Anfangs spielt Tracy noch mit der Voreingenommenheit des Reporters und gibt voller Selbstironie die Rolle der weltfremden Gesellschafterin, die, durch übertriebene Dekadenz, Mikes vermeintlichem Zerrbild ihres Standes zu entsprechen scheint. Später demaskiert sie sich jedoch selbst als naive Privilegierte, die in einer Seifenblase lebt. So stellt sie verblüfft fest, dass es doch ungerecht wäre, dass der verhinderte Lyriker Mike nicht von seiner Prosa leben kann und stattdessen, um Geld zu verdienen, den neuesten Klatschgeschichten nachgehen muss.
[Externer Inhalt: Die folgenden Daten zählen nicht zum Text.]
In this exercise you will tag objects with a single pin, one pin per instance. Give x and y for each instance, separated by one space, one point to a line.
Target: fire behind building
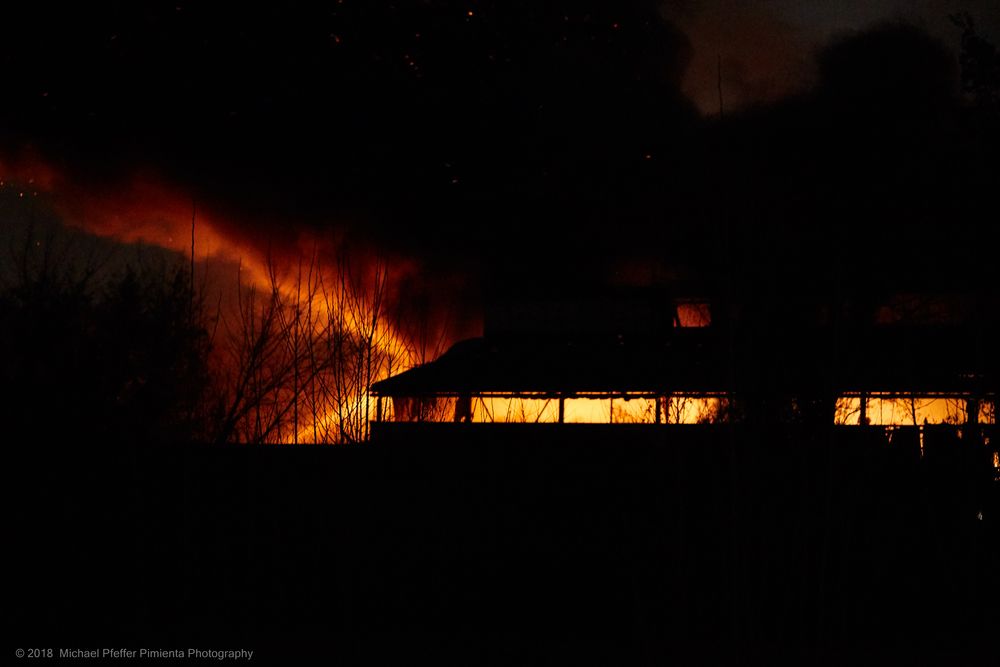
648 356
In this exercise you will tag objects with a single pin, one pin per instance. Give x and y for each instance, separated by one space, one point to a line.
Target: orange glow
883 410
311 291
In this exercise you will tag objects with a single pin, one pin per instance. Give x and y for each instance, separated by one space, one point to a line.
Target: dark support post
971 411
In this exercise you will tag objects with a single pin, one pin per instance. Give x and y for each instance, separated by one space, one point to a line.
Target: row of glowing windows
880 411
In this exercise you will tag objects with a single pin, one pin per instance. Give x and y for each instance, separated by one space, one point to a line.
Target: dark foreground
521 545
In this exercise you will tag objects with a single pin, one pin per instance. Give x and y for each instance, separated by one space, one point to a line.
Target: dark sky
513 134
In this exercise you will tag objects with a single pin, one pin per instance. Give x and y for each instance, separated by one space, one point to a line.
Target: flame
316 287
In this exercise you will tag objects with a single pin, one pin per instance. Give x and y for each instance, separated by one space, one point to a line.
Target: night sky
502 135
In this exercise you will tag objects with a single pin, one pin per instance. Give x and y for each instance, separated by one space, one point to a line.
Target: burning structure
646 356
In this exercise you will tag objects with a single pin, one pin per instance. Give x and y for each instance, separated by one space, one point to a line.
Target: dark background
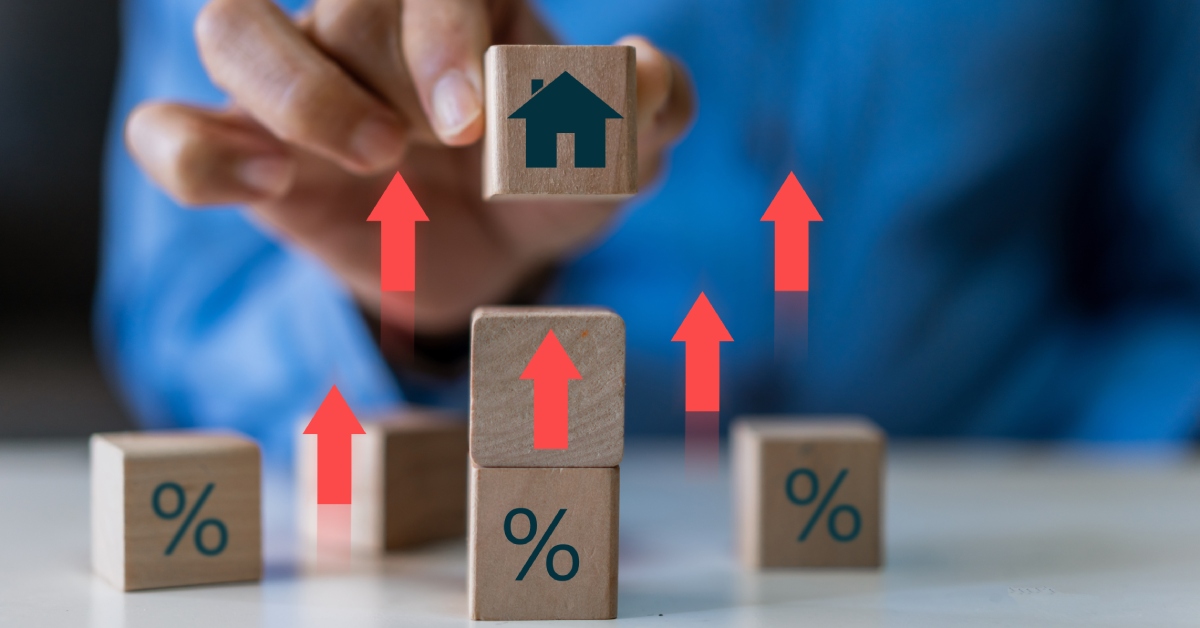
57 69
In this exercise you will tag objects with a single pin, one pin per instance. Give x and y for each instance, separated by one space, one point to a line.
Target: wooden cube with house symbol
562 120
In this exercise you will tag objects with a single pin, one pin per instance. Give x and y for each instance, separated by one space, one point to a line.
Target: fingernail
376 142
270 175
455 103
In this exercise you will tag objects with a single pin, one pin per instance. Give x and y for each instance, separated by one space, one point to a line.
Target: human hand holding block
561 120
175 508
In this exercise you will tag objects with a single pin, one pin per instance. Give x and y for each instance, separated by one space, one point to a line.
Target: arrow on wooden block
551 369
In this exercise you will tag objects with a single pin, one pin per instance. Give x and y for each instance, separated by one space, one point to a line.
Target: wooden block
561 120
408 482
808 492
175 508
543 543
503 341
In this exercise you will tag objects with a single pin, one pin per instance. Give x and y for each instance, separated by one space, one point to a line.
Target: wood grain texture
503 341
589 525
768 522
609 71
130 539
408 482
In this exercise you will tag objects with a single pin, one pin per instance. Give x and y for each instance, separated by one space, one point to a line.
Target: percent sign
541 543
814 490
180 503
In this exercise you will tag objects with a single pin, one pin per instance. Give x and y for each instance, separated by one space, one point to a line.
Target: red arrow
334 423
397 211
702 333
791 211
550 369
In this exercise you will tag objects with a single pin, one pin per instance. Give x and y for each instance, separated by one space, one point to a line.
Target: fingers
202 157
363 36
270 69
665 103
443 43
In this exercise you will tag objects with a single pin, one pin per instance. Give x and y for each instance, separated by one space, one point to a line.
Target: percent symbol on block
541 543
814 491
180 504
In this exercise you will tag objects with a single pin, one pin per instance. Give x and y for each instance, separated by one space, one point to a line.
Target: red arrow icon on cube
551 369
334 423
702 333
397 214
791 210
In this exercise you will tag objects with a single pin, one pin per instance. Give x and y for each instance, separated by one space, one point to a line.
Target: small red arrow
550 369
702 333
791 211
397 211
334 423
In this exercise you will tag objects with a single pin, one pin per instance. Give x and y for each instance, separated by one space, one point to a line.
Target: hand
328 107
Dass sich Mike und Tracy zudem körperlich näher kommen, lässt nicht nur Klassen aufeinanderprallen, sondern sprengt gar den Rahmen der Dreiecksgeschichte dieser Screwball-Komödie. Neben dem devoten Bräutigam George und Dexter, mit dem sich Tracy noch immer auf Augenhöhe befindet, stellt nun auch der trotz seiner Bodenständigkeit doch romantische Mike einen potentiellen Partner für die markante Schönheit dar. Ohne ins Burleskenhafte abzudriften inszeniert Cukor diese unerhörte Vierecksgeschichte und treibt sie auf die Spitze, wenn sich Mike und auch erneut Dexter als künftige Ehemänner aufdrängen.
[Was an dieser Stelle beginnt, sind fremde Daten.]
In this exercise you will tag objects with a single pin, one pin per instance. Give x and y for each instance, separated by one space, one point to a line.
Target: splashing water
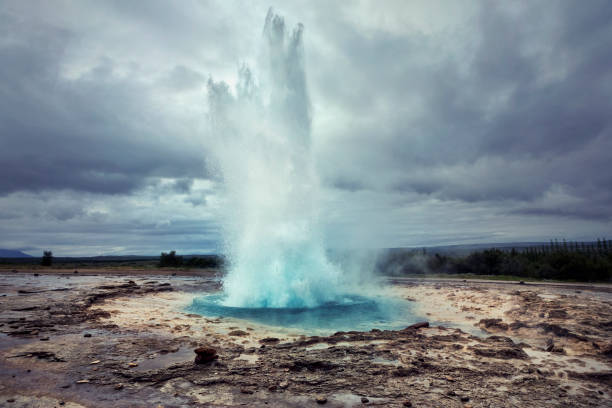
270 221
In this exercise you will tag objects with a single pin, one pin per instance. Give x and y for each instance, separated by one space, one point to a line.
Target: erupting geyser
270 222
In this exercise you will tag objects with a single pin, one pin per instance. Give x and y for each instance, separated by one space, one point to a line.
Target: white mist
262 133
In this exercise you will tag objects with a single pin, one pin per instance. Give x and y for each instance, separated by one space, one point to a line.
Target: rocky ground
106 340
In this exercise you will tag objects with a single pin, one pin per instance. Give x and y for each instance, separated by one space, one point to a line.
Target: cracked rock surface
121 340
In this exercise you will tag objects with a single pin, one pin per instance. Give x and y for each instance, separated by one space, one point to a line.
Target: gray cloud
439 123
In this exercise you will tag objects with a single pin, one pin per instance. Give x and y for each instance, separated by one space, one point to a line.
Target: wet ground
125 339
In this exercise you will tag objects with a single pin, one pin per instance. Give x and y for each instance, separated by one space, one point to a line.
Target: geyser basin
350 312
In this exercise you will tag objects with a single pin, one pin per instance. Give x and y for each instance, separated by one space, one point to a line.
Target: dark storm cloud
98 132
527 110
439 122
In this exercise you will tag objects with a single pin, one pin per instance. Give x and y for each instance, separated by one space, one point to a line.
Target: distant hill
11 253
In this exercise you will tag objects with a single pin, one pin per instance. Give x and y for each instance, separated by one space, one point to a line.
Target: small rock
237 333
269 340
417 326
205 355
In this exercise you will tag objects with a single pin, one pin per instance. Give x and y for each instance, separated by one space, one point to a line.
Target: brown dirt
139 349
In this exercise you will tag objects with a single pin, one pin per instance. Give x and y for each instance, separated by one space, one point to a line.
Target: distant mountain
11 253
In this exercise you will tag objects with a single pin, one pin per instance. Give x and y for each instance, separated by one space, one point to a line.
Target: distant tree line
171 259
47 259
563 260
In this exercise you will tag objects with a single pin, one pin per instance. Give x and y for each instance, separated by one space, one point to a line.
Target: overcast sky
433 122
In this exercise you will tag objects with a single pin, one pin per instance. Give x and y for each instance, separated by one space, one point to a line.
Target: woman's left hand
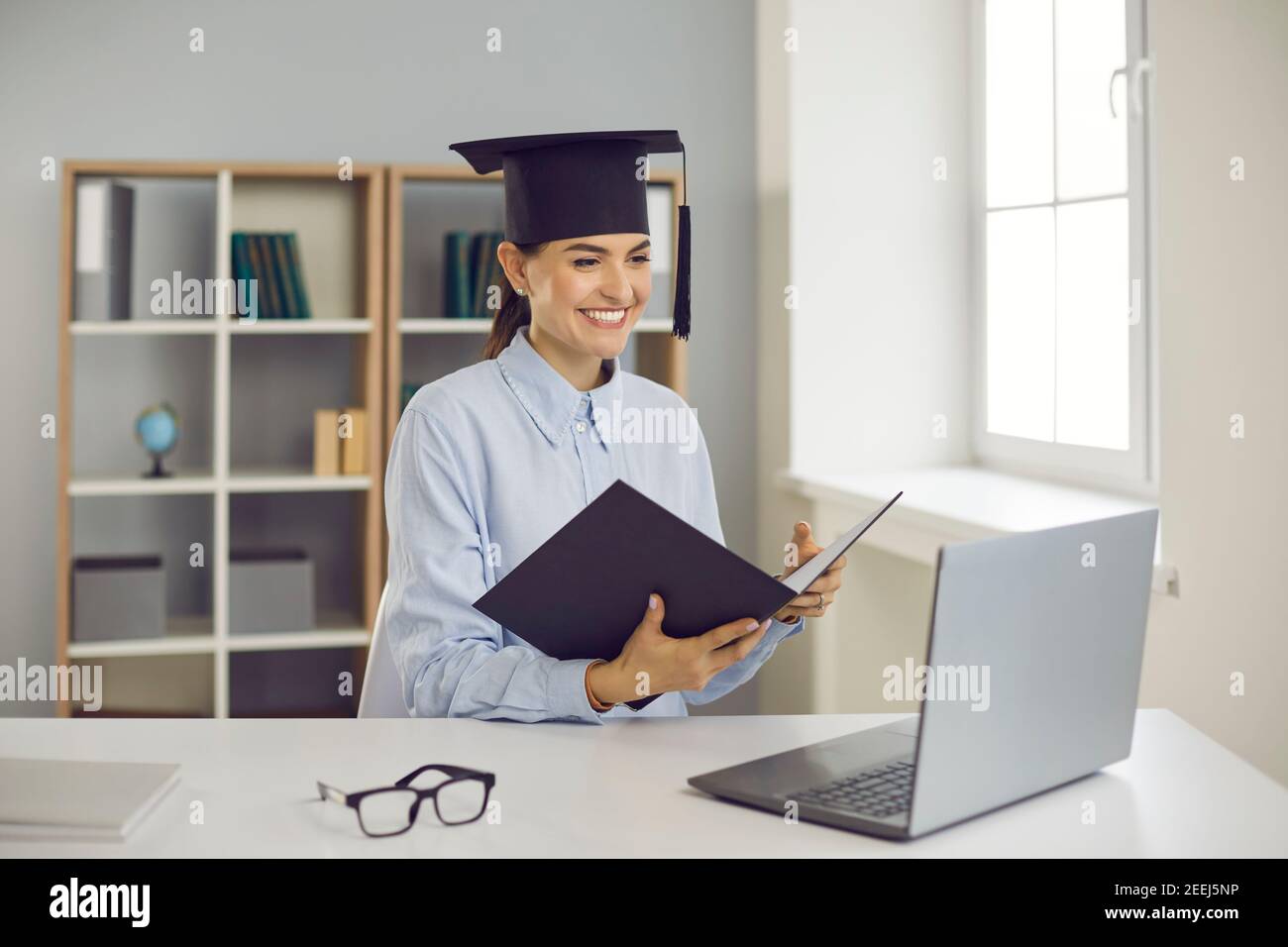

The Philadelphia Story basiert auf einem gleichnamigen Bühnenstück dessen Spielzeit mit über 400 Aufführungen am Broadway erst im Jahr der Filmpremiere endete. Hepburn, die Tracy schon im Theater verkörperte, besaß die Rechte an dem Stoff des Dramatikers Philip Barry und konnte beim Studio durchsetzen, selbst die Schlüsselbesetzung – vor und hinter der Kamera – zu bestimmen. Mit Cukor wählte sie einen Regisseur, der zwar ursprünglich vom Broadway kam, dessen Arbeit beim Film, etwa Dinner um acht (Dinner at Eight, 1933), jedoch schon früh erkennen ließ, dass er in der Lage ist, viel mehr als nur abgefilmtes Theater zu schaffen. Cukor gelingt es, ein eigenes Tempo für die filmische Erzählung zu finden. Seine Meisterschaft beweist sich darin, dass er auch dialoglastige Passagen in komplexe Szenen auflöst, die sich über verschiedene Spielorte erstrecken und er scheinbar spielerisch miteinander verknüpft.
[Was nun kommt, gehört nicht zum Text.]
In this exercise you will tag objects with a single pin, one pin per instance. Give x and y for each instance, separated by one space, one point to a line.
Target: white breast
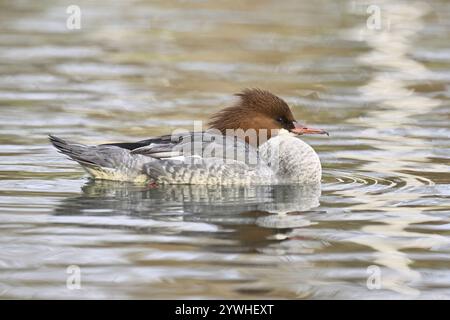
291 159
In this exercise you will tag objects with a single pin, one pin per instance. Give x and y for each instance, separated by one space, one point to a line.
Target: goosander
253 141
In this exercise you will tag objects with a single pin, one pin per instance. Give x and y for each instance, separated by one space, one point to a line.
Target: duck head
258 110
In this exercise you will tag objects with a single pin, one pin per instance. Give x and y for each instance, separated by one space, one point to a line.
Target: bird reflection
253 214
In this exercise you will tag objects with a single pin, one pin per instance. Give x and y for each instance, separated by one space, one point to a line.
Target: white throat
291 159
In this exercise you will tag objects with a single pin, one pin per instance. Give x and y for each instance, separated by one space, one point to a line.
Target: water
142 68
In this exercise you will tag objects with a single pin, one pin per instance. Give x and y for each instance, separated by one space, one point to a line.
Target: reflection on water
141 68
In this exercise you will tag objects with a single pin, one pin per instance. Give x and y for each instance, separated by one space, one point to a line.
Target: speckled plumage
213 156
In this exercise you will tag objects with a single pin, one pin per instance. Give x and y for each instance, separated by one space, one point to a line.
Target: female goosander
254 141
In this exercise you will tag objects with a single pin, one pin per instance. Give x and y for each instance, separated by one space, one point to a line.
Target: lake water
379 226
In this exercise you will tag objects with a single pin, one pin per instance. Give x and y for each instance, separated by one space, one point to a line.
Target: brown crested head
258 110
255 109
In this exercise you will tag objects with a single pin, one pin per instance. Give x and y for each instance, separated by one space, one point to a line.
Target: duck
255 140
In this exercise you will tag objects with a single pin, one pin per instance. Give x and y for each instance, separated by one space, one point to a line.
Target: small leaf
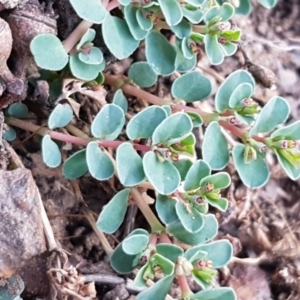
113 213
290 132
92 10
50 152
108 123
75 166
60 116
160 54
129 165
135 244
221 293
220 180
130 16
84 71
229 85
199 87
157 291
213 49
99 163
172 252
190 219
163 176
275 112
199 170
120 100
166 209
172 11
173 129
142 74
241 92
254 174
207 232
18 110
48 52
10 134
143 124
95 57
183 166
215 147
118 38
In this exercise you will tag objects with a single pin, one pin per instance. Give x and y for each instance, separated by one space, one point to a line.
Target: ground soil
263 224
Hepburn konnte ihre Wunschbesetzung jedoch nicht in allen Punkten durchsetzen. James Stewarts Rolle sollte Spencer Tracy, der mit Hepburn zu diesem Zeitpunkt noch nicht liiert war, übernehmen. Dieser lehnte ab, um anschließend doch mit seiner inzwischen festen Lebenspartnerin in einer ganzen Reihe von Filmen aufzutreten. So entstand in der Kombination Tracy/Hepburn unter anderem Ehekrieg (Adams Rib, 1949), eine der letzten klassischen Screwball-Komödien. Dass es sich hierbei um einen weiteren, herausragenden Vertreter dieses Sub-Genres handelt, ist nicht verwunderlich: George Cukor führte Regie.